Eventually we arrived in Lalibella, very, late so all we could do was go to the hotel and have our dinner. The hotel was fairly primitive though not as bad as some we'd been to,
No sooner had dinner finished than there was a power cut. All the lights in Lalibella went off. This actually was marvellous, since we were able to sit outside and see the stars in the skies as we'd never seen them before. It was miles away from any air pollution and there wasn't a single light, apart from a few candles, to distract us. We saw the cloudless skies overhead as our ancestors must once have done. The stars looked as if they were so close you could reach out and touch them. We were able to see, for the first time, the Milky Way. It was a wonderful experience -- which contrasted with the terrible experience earlier on.
The next day we had to take a new guide to show us the various churches, the previous one had been rapidly removed before the locals could exact revenge on him! When I previously had learned that these churches were cut out of the rock I had assumed that they would be rather like Petra, where they would be cut back into the rock, with facades which were cut out of the living rock as well. In fact, what had happened was that the complete church had been cut out; but remained was in essence a normal church seemingly built out of stone -- except it was carved out of the living rock itself -- sitting in a quarry.
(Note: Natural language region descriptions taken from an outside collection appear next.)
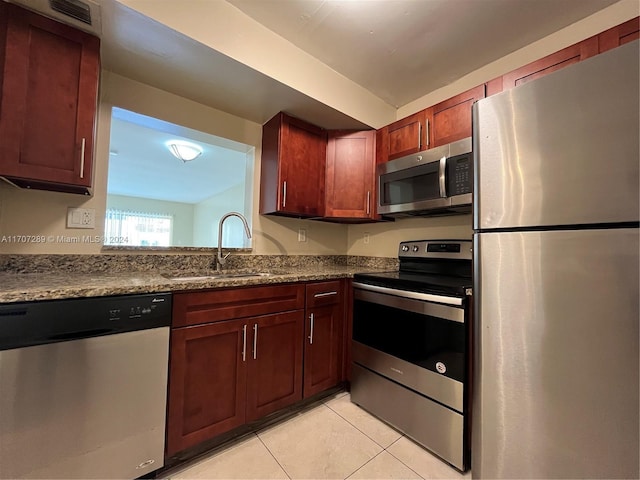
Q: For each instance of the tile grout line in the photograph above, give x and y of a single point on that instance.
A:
(384, 449)
(363, 465)
(364, 433)
(390, 453)
(274, 457)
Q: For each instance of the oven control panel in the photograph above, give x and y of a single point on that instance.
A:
(457, 249)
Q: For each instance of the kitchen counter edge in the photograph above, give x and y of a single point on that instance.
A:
(27, 287)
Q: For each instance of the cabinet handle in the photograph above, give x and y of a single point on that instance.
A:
(84, 142)
(442, 169)
(284, 194)
(255, 341)
(426, 124)
(324, 294)
(244, 343)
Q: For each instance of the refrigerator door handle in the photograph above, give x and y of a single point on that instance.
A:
(442, 168)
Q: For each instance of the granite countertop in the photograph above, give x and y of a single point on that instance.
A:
(25, 278)
(22, 287)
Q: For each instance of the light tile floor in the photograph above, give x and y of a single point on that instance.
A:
(331, 440)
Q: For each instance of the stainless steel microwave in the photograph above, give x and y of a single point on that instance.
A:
(432, 182)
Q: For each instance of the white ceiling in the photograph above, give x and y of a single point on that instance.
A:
(399, 50)
(141, 165)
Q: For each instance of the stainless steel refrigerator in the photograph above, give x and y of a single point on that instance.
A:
(556, 262)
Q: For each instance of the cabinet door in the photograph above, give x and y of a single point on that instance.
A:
(293, 167)
(406, 136)
(619, 35)
(207, 382)
(275, 363)
(451, 119)
(323, 350)
(350, 175)
(49, 97)
(551, 63)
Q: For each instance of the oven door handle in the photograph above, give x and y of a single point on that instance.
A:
(427, 297)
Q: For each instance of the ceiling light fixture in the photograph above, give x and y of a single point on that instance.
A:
(184, 151)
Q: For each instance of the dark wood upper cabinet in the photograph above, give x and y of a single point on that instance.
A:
(293, 167)
(49, 83)
(551, 63)
(350, 178)
(451, 119)
(403, 137)
(619, 35)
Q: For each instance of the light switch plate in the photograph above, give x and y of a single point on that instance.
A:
(81, 217)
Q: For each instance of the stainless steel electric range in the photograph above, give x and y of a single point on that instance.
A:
(411, 346)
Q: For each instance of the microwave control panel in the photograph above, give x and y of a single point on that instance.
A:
(459, 175)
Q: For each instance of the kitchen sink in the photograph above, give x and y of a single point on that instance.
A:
(216, 276)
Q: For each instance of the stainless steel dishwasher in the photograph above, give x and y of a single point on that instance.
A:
(83, 387)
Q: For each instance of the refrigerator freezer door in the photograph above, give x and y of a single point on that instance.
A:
(563, 149)
(556, 359)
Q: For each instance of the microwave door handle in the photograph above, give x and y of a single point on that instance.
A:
(442, 169)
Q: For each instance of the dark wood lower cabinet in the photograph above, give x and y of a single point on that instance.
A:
(208, 382)
(323, 349)
(226, 372)
(274, 363)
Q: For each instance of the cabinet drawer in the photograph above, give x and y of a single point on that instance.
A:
(193, 308)
(324, 293)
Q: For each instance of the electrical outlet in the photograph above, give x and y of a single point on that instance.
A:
(81, 217)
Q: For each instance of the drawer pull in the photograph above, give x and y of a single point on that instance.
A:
(255, 341)
(324, 294)
(244, 343)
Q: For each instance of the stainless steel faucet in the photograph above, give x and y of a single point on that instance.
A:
(220, 259)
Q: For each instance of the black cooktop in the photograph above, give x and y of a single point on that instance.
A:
(428, 266)
(417, 282)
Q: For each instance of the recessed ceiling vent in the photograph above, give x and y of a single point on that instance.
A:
(72, 8)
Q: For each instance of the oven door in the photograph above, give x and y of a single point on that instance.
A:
(417, 340)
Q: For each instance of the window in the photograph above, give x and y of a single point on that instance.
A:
(137, 229)
(145, 176)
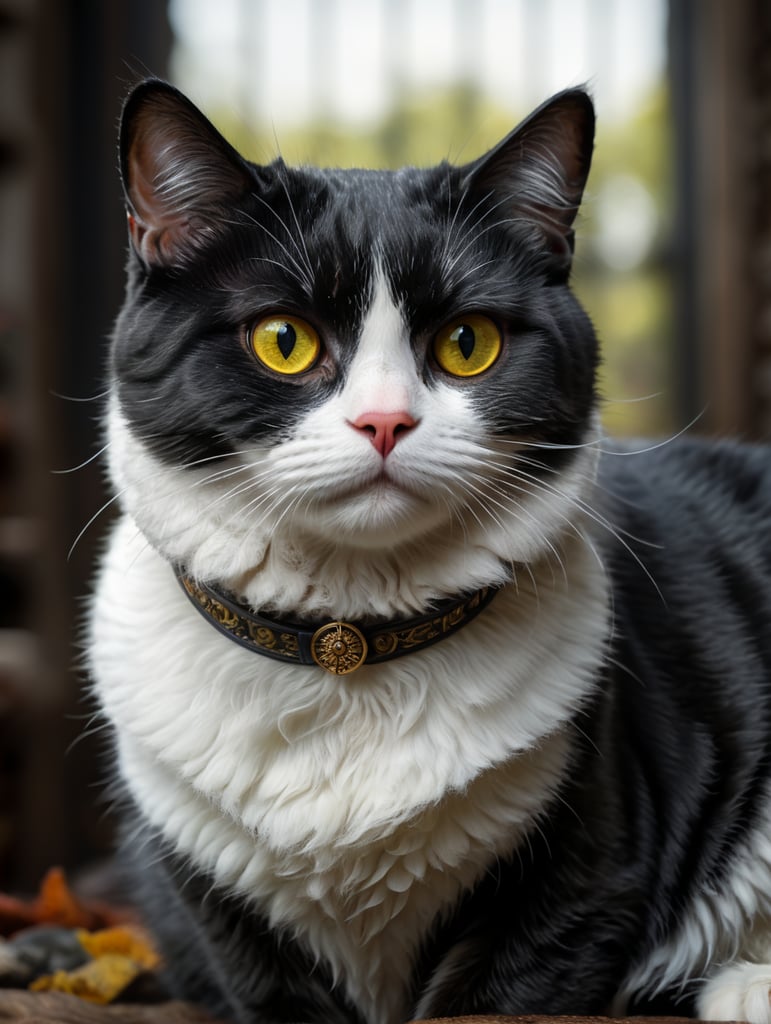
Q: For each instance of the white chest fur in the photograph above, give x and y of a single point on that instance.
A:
(350, 810)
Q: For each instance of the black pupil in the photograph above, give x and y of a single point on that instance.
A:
(286, 340)
(466, 341)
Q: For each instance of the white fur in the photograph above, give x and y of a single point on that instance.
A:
(350, 810)
(725, 927)
(738, 992)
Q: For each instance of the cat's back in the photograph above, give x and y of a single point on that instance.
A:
(690, 509)
(686, 538)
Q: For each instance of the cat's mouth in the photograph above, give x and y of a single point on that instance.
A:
(375, 487)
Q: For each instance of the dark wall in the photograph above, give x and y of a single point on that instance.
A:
(66, 67)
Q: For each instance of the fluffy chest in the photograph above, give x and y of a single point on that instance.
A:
(350, 814)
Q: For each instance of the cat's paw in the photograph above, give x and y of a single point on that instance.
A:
(737, 992)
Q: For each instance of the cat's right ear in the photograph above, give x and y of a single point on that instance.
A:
(179, 174)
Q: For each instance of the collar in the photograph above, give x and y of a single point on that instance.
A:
(337, 646)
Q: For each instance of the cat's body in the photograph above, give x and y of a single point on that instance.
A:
(561, 806)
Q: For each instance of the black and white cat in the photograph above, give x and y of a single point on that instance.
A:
(452, 713)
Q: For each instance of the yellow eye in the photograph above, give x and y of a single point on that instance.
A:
(286, 344)
(468, 346)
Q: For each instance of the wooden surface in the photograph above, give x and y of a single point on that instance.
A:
(47, 1008)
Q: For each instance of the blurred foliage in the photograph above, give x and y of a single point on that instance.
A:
(631, 306)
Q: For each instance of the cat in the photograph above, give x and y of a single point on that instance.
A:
(424, 700)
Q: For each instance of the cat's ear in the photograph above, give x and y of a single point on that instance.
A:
(179, 175)
(540, 170)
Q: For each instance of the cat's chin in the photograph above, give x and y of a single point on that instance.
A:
(382, 514)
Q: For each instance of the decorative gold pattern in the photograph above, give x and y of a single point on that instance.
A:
(258, 637)
(339, 647)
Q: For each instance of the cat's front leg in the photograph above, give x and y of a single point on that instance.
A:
(739, 991)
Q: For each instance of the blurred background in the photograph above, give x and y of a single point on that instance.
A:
(674, 255)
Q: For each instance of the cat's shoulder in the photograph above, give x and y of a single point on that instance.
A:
(703, 477)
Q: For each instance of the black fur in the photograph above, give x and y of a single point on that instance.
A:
(672, 761)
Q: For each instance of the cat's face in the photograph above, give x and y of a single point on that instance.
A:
(365, 356)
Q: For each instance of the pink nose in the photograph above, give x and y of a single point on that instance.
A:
(384, 429)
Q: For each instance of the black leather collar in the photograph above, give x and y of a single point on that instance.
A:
(337, 646)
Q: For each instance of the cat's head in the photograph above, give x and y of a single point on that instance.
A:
(369, 361)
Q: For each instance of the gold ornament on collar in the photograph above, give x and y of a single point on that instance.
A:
(339, 647)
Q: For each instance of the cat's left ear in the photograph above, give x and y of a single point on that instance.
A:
(179, 175)
(539, 172)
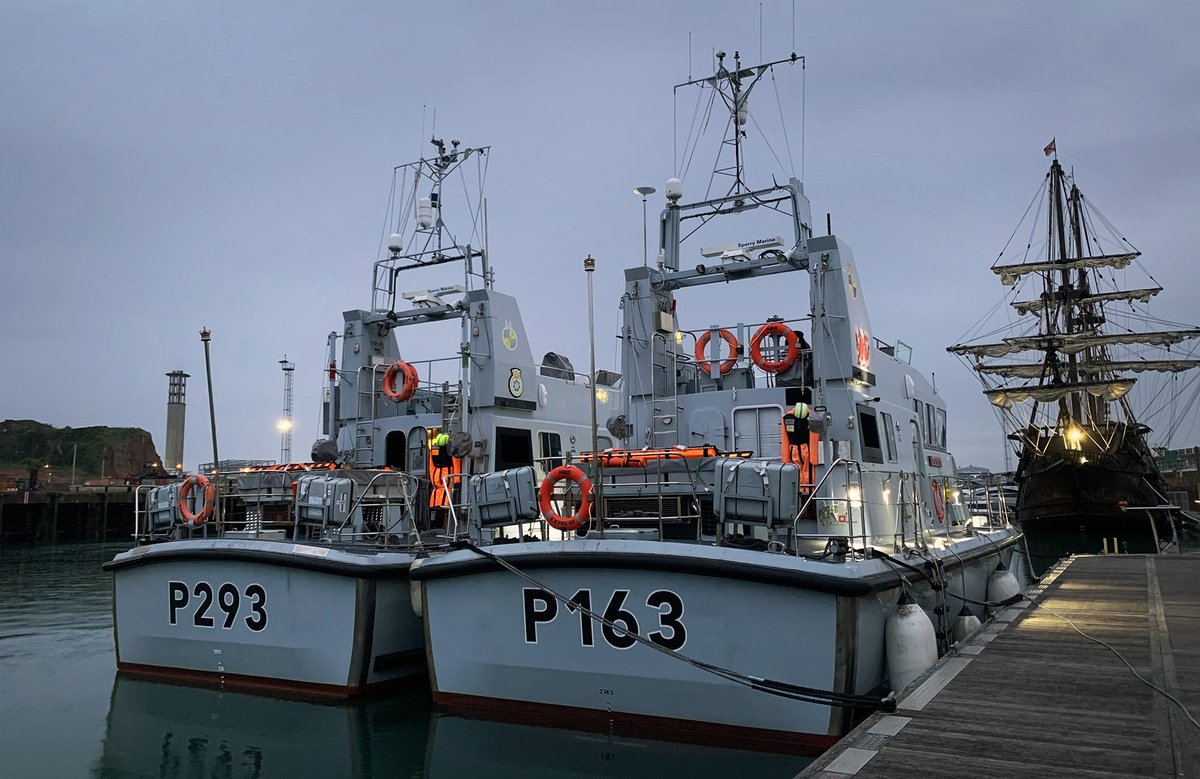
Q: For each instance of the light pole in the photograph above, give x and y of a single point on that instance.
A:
(589, 265)
(205, 336)
(645, 191)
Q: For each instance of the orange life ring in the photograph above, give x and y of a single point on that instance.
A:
(790, 337)
(939, 499)
(729, 363)
(389, 382)
(580, 517)
(210, 496)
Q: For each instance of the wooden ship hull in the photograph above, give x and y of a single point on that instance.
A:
(1073, 501)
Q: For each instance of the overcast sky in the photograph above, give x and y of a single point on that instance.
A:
(169, 166)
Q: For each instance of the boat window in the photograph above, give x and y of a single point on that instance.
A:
(935, 426)
(514, 448)
(550, 447)
(869, 433)
(395, 449)
(889, 436)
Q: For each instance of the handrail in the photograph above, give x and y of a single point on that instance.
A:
(813, 495)
(406, 499)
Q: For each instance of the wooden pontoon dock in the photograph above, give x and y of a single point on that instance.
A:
(1030, 696)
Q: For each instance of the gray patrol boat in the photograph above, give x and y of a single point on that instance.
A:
(295, 577)
(781, 539)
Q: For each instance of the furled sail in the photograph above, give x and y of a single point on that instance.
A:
(1138, 366)
(1143, 295)
(1037, 370)
(1011, 274)
(1007, 397)
(1073, 342)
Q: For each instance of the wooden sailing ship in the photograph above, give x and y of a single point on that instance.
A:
(1065, 377)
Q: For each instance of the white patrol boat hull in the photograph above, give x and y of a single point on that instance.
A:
(504, 648)
(267, 615)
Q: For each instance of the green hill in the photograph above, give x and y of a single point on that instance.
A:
(111, 451)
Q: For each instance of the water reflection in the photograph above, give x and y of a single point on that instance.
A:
(161, 730)
(66, 713)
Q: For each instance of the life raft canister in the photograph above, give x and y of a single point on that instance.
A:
(389, 382)
(939, 499)
(729, 363)
(790, 339)
(198, 519)
(581, 480)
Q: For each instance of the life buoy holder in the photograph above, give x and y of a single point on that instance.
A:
(389, 382)
(702, 345)
(210, 497)
(790, 339)
(581, 480)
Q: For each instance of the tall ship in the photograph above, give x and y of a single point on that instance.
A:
(1078, 373)
(779, 505)
(294, 577)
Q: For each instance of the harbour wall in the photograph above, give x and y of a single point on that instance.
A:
(81, 514)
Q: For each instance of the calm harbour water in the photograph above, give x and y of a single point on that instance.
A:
(64, 711)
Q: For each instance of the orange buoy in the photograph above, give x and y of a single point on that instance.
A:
(790, 339)
(725, 365)
(389, 382)
(210, 496)
(581, 480)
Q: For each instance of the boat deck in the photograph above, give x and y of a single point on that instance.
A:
(1029, 695)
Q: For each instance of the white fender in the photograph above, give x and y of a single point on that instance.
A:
(1001, 586)
(910, 642)
(964, 624)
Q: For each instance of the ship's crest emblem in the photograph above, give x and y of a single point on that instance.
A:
(509, 336)
(863, 348)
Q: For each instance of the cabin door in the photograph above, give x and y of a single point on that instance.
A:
(922, 487)
(759, 429)
(418, 466)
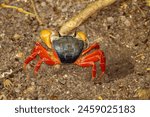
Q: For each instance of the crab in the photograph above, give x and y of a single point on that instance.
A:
(65, 50)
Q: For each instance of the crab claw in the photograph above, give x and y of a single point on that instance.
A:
(46, 36)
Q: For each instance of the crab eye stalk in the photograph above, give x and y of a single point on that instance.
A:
(45, 36)
(48, 36)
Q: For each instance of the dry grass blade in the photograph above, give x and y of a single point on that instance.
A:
(83, 15)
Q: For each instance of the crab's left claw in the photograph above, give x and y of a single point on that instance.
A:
(47, 35)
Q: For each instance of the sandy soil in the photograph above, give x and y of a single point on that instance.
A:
(122, 30)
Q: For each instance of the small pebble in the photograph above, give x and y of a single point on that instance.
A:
(16, 36)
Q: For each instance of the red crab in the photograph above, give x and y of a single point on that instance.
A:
(67, 49)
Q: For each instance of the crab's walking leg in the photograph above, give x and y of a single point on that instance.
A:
(30, 58)
(38, 66)
(93, 46)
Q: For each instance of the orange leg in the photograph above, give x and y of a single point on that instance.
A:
(90, 59)
(93, 46)
(44, 57)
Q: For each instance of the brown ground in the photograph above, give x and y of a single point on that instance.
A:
(122, 29)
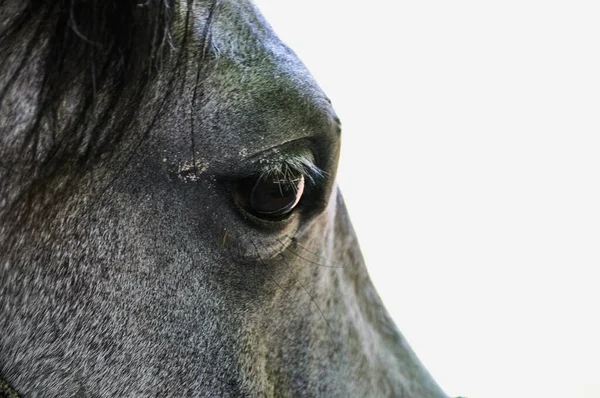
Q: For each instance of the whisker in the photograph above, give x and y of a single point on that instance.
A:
(306, 259)
(306, 290)
(270, 277)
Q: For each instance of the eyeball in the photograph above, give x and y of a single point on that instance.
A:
(271, 196)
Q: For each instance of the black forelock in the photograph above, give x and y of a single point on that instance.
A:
(88, 48)
(100, 45)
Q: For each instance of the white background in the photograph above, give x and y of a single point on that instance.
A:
(471, 168)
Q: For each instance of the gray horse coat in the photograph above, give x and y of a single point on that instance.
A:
(169, 220)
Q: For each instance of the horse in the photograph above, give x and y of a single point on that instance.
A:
(170, 223)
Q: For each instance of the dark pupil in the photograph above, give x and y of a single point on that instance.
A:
(276, 196)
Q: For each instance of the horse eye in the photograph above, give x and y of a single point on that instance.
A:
(271, 196)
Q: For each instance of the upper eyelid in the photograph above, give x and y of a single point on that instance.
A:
(302, 162)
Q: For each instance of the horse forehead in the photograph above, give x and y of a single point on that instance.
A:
(254, 92)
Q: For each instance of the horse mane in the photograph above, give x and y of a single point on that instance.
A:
(98, 56)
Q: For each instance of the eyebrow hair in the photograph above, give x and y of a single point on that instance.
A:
(302, 162)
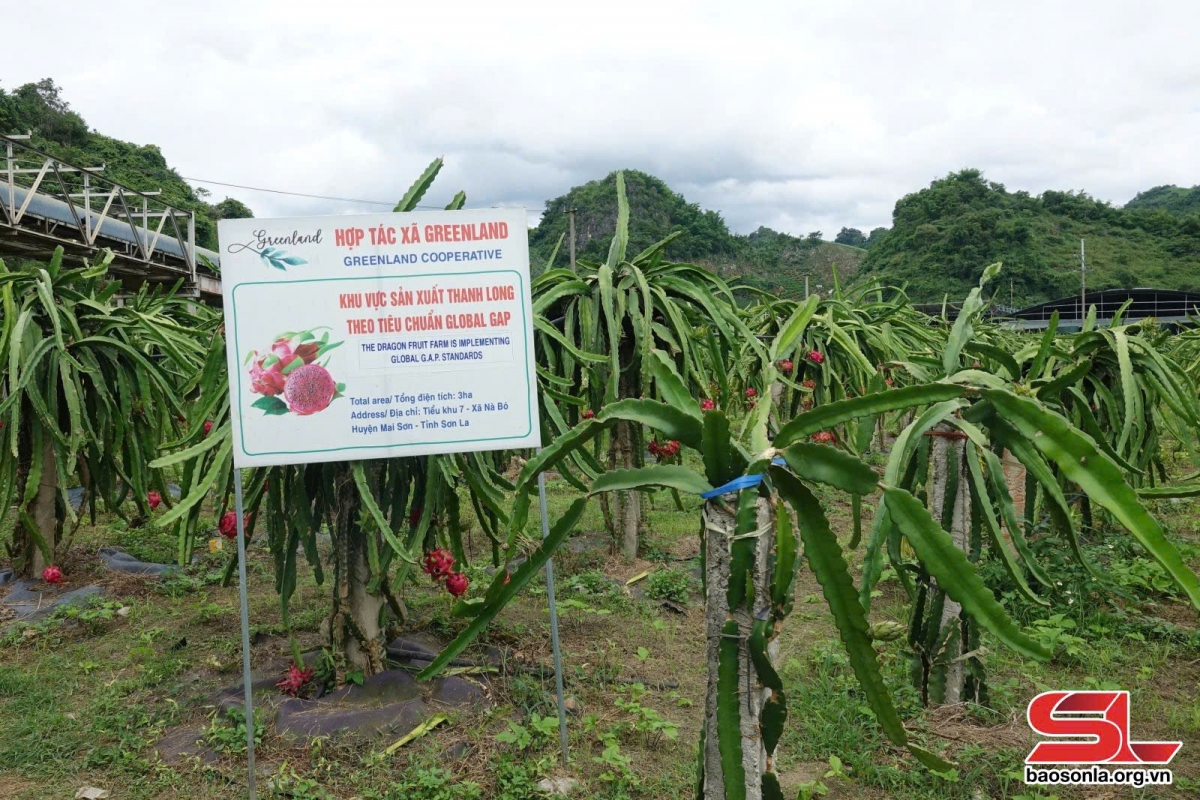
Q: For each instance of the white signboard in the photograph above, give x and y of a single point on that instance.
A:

There were many different churches that we went around. Inside, since these were very old churches -- perhaps 1,000 years or more, they had wonderful artefacts and bibles. The most famous church of all, which is on all the Ethiopian postcards, was one cut in the shape of across. As you stood on the ground above it you could barely see what it was until you got to the edge of the hole that had been cut to contain it when you suddenly realised you were faced with a massive church cut out of the living rock.
As interesting as the churches themselves were, all the connecting passengers and chambers which had been cut through the rock to connect them were just as fascinating. Thus, for example, one minute you found yourself going down steps into the churches themselves and then the next climbing up the other side, and going over a wooden bridge with a drop of 100 feet or more below you.
In one case a staircase went up inside a pinnacle and then down again the other side on the outside, which we had to negotiate just inches away from 100 foot drop. If you like stories in which there are secret passages, you will love the secret passages which riddle the rocks of Lalibella.